Those who have still not recovered from the tragic loss of Don’t Trust the B— in Apartment 23 can finally draw their mourning period to a close. Former showrunner Nahnatchka Khan just received a pilot order from ABC, and it’s a far cry from the two-single-gals-in-the-city premise of her last project. An adaptation of Eddie Huang’s memoir Fresh Off the Boat, the would-be series is a family sitcom based on Huang’s experiences as a Taiwanese American growing up in Orlando. Combined with the news that Margaret Cho will co-star in Fox’s upcoming Tina Fey-produced comedy, it’s a promising development for Asian-American representation on television. To put it in perspective, here’s a brief, non-comprehensive history of Asian Americans’ role in the medium, from George Takei to Lucy Liu.

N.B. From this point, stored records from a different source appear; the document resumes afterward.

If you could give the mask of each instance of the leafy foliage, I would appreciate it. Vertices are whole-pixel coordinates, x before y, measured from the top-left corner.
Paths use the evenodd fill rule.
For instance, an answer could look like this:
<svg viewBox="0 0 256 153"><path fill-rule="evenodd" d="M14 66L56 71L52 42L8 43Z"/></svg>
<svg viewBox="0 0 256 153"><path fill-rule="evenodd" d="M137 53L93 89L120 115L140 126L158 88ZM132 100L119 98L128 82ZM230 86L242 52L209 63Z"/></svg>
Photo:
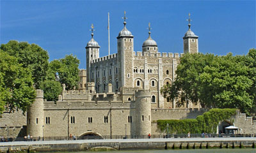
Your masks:
<svg viewBox="0 0 256 153"><path fill-rule="evenodd" d="M45 80L48 69L47 52L37 45L15 40L2 44L1 49L10 55L17 57L18 62L22 64L23 68L31 69L34 85L38 89L40 84Z"/></svg>
<svg viewBox="0 0 256 153"><path fill-rule="evenodd" d="M64 59L54 60L50 62L47 78L65 84L66 89L71 90L77 85L79 64L79 60L72 54Z"/></svg>
<svg viewBox="0 0 256 153"><path fill-rule="evenodd" d="M166 129L168 123L170 133L213 133L216 132L219 122L230 120L232 116L236 115L236 110L235 108L212 108L196 119L158 120L157 126L163 131Z"/></svg>
<svg viewBox="0 0 256 153"><path fill-rule="evenodd" d="M59 82L47 80L44 82L40 89L44 91L44 98L47 101L56 101L58 95L61 93L62 87Z"/></svg>
<svg viewBox="0 0 256 153"><path fill-rule="evenodd" d="M177 78L161 93L177 105L200 102L206 108L237 108L252 112L255 104L255 49L247 55L214 56L186 54L180 58ZM254 101L254 102L253 102Z"/></svg>
<svg viewBox="0 0 256 153"><path fill-rule="evenodd" d="M4 110L26 112L36 96L33 85L30 69L0 49L0 113Z"/></svg>

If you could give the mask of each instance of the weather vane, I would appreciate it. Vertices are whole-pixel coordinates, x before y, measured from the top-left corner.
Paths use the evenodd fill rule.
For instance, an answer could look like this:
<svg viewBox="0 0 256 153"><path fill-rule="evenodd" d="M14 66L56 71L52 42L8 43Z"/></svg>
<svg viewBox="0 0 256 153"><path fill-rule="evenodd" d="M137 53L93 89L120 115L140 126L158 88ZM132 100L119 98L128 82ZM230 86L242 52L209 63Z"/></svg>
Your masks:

The Gallery of Madame Liu-Tsong
A successful film actress who’d previously spoken out against both the whitewashing of Chinese roles and racial stereotyping in the industry, Anna May Wong became the first Asian American to play a television series lead in 1951 with this short-lived DuMont Network mystery, centered on a crime-solving gallery owner. After broadcasting only ten half-hour episodes, The Gallery of Madame Liu-Tsong was abruptly canceled, and no copies survived the discarding of DuMont’s archives in the early 1970s. With a title derived from Wong’s birth name, the show marked a coup for an actress who was once denied the leading role in the film version of The Good Earth in favor of German colleague Louise Rainer.